Given the passage of time, and the shifting of religious affiliation, you might think that it is an archaic principle, with little bearing in contemporary law and society.

Yet the Doctrine of Discovery, which asserted that lands belonged to the Christian powers that “discovered” them (and the related concept of Terra Nullius, which held that those on the land prior to European arrival merely occupied it without any right or title), continues to reverberate in the 21st century. As the Truth and Reconciliation Commission (TRC) noted in its final report, the Doctrine of Discovery has been cited in decisions of the Supreme Court of Canada as recently as the 1990s.

Why is it still relevant?

The Doctrine of Discovery has profoundly affected the way that Indigenous peoples have been perceived by non-Indigenous peoples. The TRC’s final report observed that it rested upon the belief that “the colonizers were bringing civilization to savage people who would never civilize themselves” [Canada’s Residential Schools: The History, Part I: Origins to 1939, p. 18]. That perception, in turn, defined our relationship, culminating in the establishment of residential schools and the legacy that continues to play out today.
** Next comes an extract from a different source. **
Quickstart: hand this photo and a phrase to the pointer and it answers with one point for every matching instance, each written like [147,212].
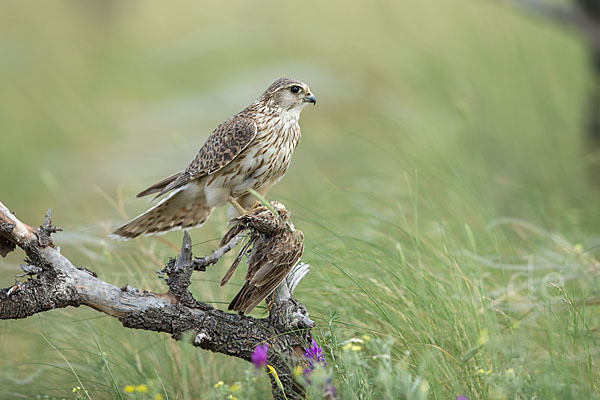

Consequently, a key recommendation of the Truth and Reconciliation Commission, articulated in a number of its Calls to Action, is the repudiation of the Doctrine of Discovery.

How can we respond?

The United Church of Canada repudiated the Doctrine of Discovery in 2012, as did the World Council of Churches. This was one step in our long journey of listening, repentance, and the building of right relations that began with the 1986 Apology to First Nations Peoples. Now we must examine what it means to live it out.

Worship, background, and study resources are being developed. See Downloads, below.

In this 150th year of Confederation, United Church communities are encouraged to use the Living on the Path of Respect worship service, during Lent, on Victoria Day weekend, or on June 11, the anniversary of the federal residential schools apology.